But there is one story that gets me. It’s not roll-in-the-floor, slap-your-knee kind of humor, but it does have more than its share of irony, and it gets pretty close to outright sarcasm.

It’s a story you probably know from the 9th chapter of John. Jesus’ disciples see a man born blind and want to affix the blame for his blindness: “The man or his parents?” they ask, not realizing the absurdity of blaming a man blind since birth for his condition—a prenatal sin nature I guess. Jesus waves off their foolishness and heals the man.

But the healing is really not the most interesting part of the story (try telling the blind man that!). After he is out and about, seeing just fine, he runs into the Pharisees—the religious hierarchy of the day. They’re not buying the, “Jesus healed me” thing. They question the blind man, then they go to his parents, then they come back to him saying, “Give glory to God by telling us the truth; we know this man [Jesus] is a sinner.”
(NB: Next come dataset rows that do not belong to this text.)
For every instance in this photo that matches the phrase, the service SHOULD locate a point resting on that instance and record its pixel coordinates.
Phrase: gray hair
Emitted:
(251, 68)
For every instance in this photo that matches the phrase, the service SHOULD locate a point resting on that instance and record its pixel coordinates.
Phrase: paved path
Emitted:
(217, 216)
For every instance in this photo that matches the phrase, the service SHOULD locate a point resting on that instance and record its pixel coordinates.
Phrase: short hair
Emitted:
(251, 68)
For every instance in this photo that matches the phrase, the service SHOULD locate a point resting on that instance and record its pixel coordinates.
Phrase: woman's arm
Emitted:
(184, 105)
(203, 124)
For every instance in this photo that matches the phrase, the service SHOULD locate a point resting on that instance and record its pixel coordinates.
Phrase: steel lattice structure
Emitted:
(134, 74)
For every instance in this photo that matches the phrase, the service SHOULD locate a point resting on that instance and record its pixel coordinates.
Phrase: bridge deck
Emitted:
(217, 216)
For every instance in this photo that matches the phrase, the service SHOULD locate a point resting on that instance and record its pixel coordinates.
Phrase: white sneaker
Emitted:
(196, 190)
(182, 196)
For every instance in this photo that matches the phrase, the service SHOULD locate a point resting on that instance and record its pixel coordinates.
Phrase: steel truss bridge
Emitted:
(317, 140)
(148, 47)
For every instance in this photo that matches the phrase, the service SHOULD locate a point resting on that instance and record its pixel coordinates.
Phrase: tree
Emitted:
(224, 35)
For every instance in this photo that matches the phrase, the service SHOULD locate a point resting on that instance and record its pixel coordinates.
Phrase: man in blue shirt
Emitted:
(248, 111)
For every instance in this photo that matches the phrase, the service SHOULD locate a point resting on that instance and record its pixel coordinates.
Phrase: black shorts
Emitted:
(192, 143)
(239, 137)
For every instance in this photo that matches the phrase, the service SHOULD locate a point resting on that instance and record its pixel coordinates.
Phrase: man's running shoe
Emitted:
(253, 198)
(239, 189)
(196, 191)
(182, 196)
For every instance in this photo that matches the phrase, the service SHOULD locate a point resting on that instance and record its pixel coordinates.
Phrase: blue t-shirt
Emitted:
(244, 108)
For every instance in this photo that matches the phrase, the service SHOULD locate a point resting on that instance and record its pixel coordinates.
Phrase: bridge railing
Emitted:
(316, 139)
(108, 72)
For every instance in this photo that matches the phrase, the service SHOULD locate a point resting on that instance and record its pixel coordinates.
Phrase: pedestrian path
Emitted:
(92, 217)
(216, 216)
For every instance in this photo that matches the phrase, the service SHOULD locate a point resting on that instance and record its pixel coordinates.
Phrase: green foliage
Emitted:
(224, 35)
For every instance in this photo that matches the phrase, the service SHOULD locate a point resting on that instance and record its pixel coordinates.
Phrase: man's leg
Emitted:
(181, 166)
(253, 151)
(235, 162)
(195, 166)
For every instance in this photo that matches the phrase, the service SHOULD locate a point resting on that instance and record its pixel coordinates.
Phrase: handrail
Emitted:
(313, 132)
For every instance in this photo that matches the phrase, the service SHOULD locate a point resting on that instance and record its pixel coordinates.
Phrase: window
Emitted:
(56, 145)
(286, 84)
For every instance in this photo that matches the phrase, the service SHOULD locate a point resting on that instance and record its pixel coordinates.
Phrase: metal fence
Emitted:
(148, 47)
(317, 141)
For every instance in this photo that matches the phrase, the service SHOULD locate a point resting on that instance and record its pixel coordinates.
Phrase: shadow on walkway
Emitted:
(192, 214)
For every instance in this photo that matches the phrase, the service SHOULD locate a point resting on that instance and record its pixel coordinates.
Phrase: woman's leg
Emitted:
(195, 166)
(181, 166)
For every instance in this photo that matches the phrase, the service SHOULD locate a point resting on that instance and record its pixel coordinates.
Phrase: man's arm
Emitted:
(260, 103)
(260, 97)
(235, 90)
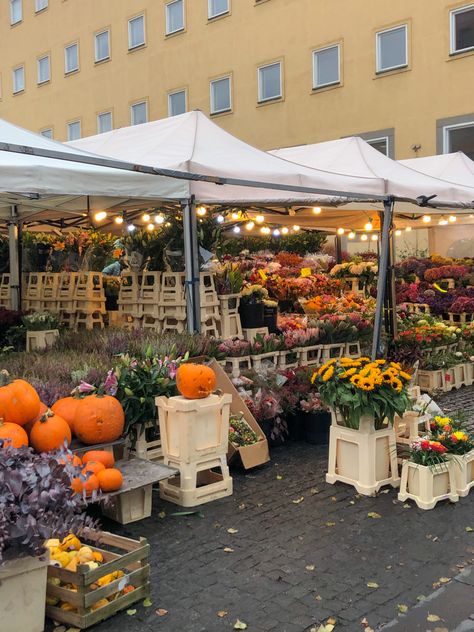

This is where it gets good. An impoverished, uneducated, formerly blind beggar is about to take the Pharisees to school. Hear the irony: “Whether he is a sinner, I don’t know. One thing I do know, I was blind; now I see.”

So they make another run at him, and he responds again, “I have told you already, and you did not listen. Do you want to hear it again? Do you want to become his disciples too?”

Now they are enraged; they blast the blind man, blast Jesus and invoke Moses.

But this guy has been made to see, and he’s not going to let the Pharisees get under his skin. So finally, he decides to give them as good as they are giving; the poor beggar versus the religious hierarchy becomes a mismatch. Read with sarcasm: “Now that is remarkable. You don’t know where he comes from, yet he opened my eyes.”

These Pharisees are too interested in preserving their places in society, in the temple. They want nothing to do with this outsider, this Jesus, who has not been properly vetted.

And now to the moral of the story: making sure that we have crossed every doctrinal T and dotted every dogmatic I does not mean much to a world that is blind, hurting, lost. What they need from us is not proclamation from the pulpit nearly so much as they need to find us healing their blindness, feeding their hunger, and introducing them to the Good News of Jesus Christ.